Figure 4. Knockdown of aquaporin-4 in the prefrontal cortex shifts astrocyte phenotype and induces behavioral susceptibility to a sub-chronic stressor (7-days).

A) Adult male mice received infusions of either AAV5-scrambled-shRNA or AAV5-Aqp4-shRNA into the PFC. Following three weeks of recovery, animals were exposed to 7-days of sub-CUS or were left unstressed. All animals were subjected to behavioral testing (n = 11–16/group).

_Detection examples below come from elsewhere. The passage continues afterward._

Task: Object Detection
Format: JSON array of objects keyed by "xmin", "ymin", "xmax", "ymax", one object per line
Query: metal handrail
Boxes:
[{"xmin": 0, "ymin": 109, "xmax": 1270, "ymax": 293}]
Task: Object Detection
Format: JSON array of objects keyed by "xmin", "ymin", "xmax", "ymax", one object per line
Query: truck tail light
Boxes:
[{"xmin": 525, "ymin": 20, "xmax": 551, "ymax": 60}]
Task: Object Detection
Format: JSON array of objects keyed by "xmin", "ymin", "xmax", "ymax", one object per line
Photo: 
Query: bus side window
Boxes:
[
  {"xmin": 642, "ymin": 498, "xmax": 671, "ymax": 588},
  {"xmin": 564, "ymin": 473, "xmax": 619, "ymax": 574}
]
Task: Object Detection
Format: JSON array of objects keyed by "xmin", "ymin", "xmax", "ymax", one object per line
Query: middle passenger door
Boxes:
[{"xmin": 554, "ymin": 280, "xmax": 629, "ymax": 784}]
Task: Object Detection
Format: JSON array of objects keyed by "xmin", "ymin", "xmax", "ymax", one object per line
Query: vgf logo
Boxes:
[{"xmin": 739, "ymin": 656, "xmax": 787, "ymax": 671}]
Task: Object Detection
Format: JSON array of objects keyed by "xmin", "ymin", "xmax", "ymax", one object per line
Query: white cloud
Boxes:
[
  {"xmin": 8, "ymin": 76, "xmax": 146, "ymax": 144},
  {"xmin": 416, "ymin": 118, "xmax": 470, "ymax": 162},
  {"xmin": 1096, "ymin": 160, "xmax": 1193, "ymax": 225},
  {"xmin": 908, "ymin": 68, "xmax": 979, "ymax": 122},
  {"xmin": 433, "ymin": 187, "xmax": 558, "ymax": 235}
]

In one cohort, mice received intravenous injections of tomato lectin, after which brains were processed for confocal microscopy (n = 6–8/group). In a separate cohort, astrocytes were isolated via FACS and astrocyte gene expression was analyzed (n = 7–8/group). B) Representative images of AAV5-Aqp4-ShRNA reporter (BFP, yellow) in the PFC. Astrocyte GFAP is shown in cyan, tomato lectin+ vessels are shown in magenta. Dotted line delineates barrier between the forceps minor and PFC. Left image: 10×, scale bar = 200 μm. Right image panel: 60×, scale bar = 20 μm. C) Normalized expression of Aqp4 in dissected PFC or SSCTX (S1J subregion). D) Total amount of distance traveled in the open field test (OFT). E) Time spent in the center during the OFT. F) Total amount of time spent exploring objects in the test phase of the temporal object recognition task (TOR). G) Discrimination index in the TOR. H) Time spent exploring both the novel and familiar arm in the T-maze task. I) Total number of alternations in the T-maze task. J) Proportion of spontaneous alternations in the T-maze task. K) Normalized astrocyte expression of marker genes (Gfap, Vim, S100b), synaptic interaction factors (Lamp1, Mertk, Megf10), and vascular interaction factors (Vegf, Bfgf, Aqp4, Angpt1, Agt) in the frontal cortex. Bars represent mean ± S.E.M. ^# p<0.05 main effect (no specific contrasts detected). * p<0.05 planned comparison indicated (Sidak’s test).